先週29日、滋賀県で行われた金融経済懇談会において高田日銀審議委員の発したコメントが一時的にも強い円買いを誘った。
高田氏は2%の物価安定目標について「実現が漸く見通せる状況になってきた」と述べたうえで「今日の極めて強い金融緩和からのギアシフト、例えば、イールドカーブ・コントロールの枠組みの解除、マイナス金利の解除など、出口への対応も含め機動的かつ柔軟な対応に向けた検討も必要」との考えを披露。サプライズというほどの内容ではなかったが、なかで『ギアシフト』などといったインパクトが強めのワードが盛り込まれていたことによって、一瞬、市場がビックリしたところもあったとは思われる。
もちろん、同日は月末であったことから、円売りポジションを一旦解消しておきたいと考えていた向きにとって格好のきっかけとなった部分もあろう。そもそも、2月8日に内田日銀副総裁が金融政策変更後の姿について語り、それが円売りサプライズを巻き起こした時点で、もはやマイナス金利解除の方向性については、市場で「織り込み済み」のシールが貼られることになったものと考えられる。
そこで今、大きな関心事の一つとなっているのは日銀によるマイナス金利解除のタイミング。3月1日付の日本経済新聞紙面上にもあったとおり、ここにきて「3月解除」を予測する声がジワジワと増えてきていることも事実である。なにしろ、3月の日銀会合が行われるのは春季労使交渉の集中回答日(15日・一次集計)の後となるため、その内容次第では3月解除に踏み切る可能性も否定できなくなってきている。

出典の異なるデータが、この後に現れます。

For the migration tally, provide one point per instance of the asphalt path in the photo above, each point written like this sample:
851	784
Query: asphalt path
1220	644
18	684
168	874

むろん、中小企業の賃上げデータも確認したいということであれば、3月の決断はやや時期尚早ということになるし、もともと「そんなに急ぐ必要ないだろう」と見る向きも少なくはない。どのみち、既に「織り込み済み」ということであるならば、それ自体が直接的に為替相場を揺るがすこともないようには思われる。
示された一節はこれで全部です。